Is it just shipping or it is the whole world that seems to be melting down?

The bad news is that it’s the whole world – the good news is that you are not alone in your misery. Commodity price indices had their largest fall in September 2008 but they recovered well until 2011; a further fall after September 2015 was the last nail in the coffin for many in shipping. To give you an idea, worldwide fuel and non-fuel commodity index in September 2016 is at similar level as in September 2005, except that in 2005 it was racing upwards!

Shipping sectors’ dependence on different types of commodities that are so varied means that, at any given time, there will be some sector in shipping that will be suffering. Contrary to popular belief, the market for tankers goes up when crude oil price comes down but the market for bulk carriers falls in line with a drop in the prices of raw materials like iron ore and coal. The major sectors in shipping traditionally were just the general cargo and dry bulk ships and the tankers. Unlike traditional shipping (i.e. tramp shipping) that has survived every turbulence of mankind, the ‘liner’ service model is similar to that of commercial aircraft, which has led to many airlines going out of business.

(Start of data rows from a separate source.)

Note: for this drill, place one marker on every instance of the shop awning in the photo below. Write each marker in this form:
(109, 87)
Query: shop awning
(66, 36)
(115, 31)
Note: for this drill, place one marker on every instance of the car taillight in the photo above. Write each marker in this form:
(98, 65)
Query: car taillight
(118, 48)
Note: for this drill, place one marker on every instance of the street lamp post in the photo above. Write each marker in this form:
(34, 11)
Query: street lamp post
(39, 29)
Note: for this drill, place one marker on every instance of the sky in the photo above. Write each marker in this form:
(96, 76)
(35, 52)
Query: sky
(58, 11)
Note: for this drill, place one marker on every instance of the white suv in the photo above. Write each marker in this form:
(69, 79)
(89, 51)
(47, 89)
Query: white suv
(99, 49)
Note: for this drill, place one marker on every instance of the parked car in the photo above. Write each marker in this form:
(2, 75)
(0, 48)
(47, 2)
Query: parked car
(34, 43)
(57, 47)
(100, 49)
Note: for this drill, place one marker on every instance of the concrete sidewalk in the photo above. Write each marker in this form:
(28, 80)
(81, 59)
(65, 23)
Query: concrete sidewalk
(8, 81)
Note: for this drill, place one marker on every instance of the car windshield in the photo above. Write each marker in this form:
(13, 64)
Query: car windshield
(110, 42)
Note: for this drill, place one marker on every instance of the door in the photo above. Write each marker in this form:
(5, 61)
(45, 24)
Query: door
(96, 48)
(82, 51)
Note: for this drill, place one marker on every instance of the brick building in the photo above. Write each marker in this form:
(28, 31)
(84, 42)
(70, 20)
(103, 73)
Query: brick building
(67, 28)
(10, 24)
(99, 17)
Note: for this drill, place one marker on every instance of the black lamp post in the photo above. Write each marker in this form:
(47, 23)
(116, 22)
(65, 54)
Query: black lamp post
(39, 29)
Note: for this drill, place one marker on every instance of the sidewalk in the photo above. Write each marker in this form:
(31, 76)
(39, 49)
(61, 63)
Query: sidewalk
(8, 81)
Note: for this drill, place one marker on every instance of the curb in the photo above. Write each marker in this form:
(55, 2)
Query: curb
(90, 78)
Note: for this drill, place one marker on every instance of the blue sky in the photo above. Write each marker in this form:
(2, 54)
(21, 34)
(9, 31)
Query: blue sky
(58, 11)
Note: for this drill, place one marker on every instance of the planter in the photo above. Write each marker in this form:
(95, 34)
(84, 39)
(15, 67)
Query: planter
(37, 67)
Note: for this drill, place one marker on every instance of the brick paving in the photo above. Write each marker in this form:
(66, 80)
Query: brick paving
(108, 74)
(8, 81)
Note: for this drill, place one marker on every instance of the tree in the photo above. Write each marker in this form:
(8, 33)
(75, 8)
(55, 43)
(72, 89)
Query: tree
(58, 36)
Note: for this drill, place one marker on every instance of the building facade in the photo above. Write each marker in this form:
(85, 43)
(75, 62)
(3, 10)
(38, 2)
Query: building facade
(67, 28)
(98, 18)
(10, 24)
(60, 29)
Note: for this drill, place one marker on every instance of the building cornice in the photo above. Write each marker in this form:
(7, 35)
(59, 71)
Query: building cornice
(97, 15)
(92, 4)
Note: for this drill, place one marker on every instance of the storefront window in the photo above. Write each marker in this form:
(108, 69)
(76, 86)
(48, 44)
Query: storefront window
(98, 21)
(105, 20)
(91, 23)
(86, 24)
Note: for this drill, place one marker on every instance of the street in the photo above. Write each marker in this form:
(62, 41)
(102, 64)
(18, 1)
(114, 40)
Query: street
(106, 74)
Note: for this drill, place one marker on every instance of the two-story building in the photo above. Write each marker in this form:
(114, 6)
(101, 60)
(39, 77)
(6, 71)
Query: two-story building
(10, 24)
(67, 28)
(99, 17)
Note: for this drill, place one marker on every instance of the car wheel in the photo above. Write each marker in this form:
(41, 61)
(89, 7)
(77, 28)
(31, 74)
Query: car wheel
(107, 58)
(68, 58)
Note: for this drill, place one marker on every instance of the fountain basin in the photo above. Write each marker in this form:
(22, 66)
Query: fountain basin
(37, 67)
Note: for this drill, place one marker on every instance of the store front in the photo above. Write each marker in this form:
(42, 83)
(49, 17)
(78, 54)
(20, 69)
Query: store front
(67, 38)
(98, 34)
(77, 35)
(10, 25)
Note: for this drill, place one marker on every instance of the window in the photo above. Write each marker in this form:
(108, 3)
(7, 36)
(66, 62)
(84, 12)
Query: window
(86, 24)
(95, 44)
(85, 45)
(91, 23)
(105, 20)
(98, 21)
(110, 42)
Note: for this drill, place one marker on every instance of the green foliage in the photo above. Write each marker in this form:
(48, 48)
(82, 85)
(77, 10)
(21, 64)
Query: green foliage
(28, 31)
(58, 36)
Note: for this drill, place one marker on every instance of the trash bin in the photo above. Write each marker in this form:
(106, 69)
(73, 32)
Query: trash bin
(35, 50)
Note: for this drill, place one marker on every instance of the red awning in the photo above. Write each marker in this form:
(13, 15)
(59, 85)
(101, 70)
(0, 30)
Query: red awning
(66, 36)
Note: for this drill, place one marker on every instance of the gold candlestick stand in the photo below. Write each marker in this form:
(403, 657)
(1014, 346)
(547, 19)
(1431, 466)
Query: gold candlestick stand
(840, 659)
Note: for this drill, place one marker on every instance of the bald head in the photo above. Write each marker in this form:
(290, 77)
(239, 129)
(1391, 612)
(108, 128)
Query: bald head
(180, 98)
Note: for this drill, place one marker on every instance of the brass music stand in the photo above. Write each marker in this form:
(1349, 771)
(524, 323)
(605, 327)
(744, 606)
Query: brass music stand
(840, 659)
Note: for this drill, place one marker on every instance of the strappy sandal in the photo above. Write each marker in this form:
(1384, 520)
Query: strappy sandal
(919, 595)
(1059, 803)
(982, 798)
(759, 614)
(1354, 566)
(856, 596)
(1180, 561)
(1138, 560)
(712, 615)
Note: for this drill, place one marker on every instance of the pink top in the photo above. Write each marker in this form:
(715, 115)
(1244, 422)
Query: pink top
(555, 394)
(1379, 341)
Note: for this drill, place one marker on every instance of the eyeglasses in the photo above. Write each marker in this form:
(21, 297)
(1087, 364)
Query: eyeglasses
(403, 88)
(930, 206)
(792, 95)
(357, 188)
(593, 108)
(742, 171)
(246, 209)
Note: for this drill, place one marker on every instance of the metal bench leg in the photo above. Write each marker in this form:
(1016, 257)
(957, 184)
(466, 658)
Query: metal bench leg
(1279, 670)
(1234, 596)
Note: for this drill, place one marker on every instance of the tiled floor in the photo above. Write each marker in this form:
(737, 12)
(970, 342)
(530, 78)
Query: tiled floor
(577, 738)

The liner shipping business model is predominantly only in container shipping, passenger ships, ferries and some PCC/RORO services. Container liner companies were always involved in other types of shipping such as bulk or tankers. Once containers were introduced, they adapted to make the industry dependent on them rather than the other way around.

Of the top 20 container shipping lines of the world, the most recently formed are CMA CGM (formed in 1978) and Hanjin (formed in 1977), with Hanjin being the latest large victim of the poor shipping economy. This could make you wonder whether there was any need for new players in the container market in the first place. The existing players in every sector have increased their capacity and the finance was available for building all types of ships before a fall-off in demand caught up and rates fell to unsustainable levels.

COSCO, now the largest shipping company in the world with more than 1100 ships after merging with China Shipping Container Lines (CSCL), has set the trend for mergers in the container industry. Ironically, it was the same Chinese competition regulators who blocked the proposed P3 alliance among the world’s three largest carriers Maersk, MSC and CMA CGM in 2014, who then sanctioned the COSCO merger. The combined entity of COSCO/CSCL is in fourth place in the container carrier sector with a total fleet capacity in excess of 1.5 million TEU, giving a world share of around 8%.

Though there could be more camaraderie in container liner services than in any other sectors of ‘traditional’ shipping, they are facing tough headwinds, with consolidation through mergers gathering pace. This year, German container line Hapag-Lloyd signed a binding agreement with Arab peer UASC to form the world’s fifth largest shipping company. French company CMA CGM has taken over APL (American President Lines owned by NOL) and Singapore’s Neptune Orient Lines this year. Economists would call this strategy as a shift from ‘Play to Win’ to ‘Play not to Lose’.

The continuous boom or bust cycle has been at the heart of shipping’s problems for more than a hundred years. In recent years, global economic volatility has increased in frequency and has put further pressure on shipowners to time building of new capacity to match forecast demand.

As a result of the uncertainty, shipping analysts have found it difficult to accurately predict the number of ships needed to meet demand for raw materials, energy and manufactured goods.

The present lull is a result of demand not catching up with supply, presenting to the market what seems like an oversupply that needs to be rectified. This leaves many questioning: Why did the supply increase so much without a clear idea of demand? Why did demand not catch up in spite of commodity indices being the same as 10 years ago when inflation has been rising year on year?

Where we are in shipping, it may become necessary to have a few casualties. There is no scope for ‘bail-outs’ in shipping nowadays. Even if your company is running well, you are as good as being in a safe house in Syria – you are fortunate to be there but you don’t know how long it can last. The crisis comes at a time when there are many other external factors that seem to head towards the discussion that a perfect storm is around the corner. Talk of the low oil prices, political unrest and war in Middle East, currency crises in many African countries, Brexit, and even the USA elections, will contribute and provide enough material to write a book.

Shipping, as we know, has survived many storms but when you are in one of the storms, you never know how long it will last and how much damage you will sustain before you come out of it. Some companies are well-prepared and will come out of the crisis intact; others will not.  One thing is for sure, life in shipping will go on.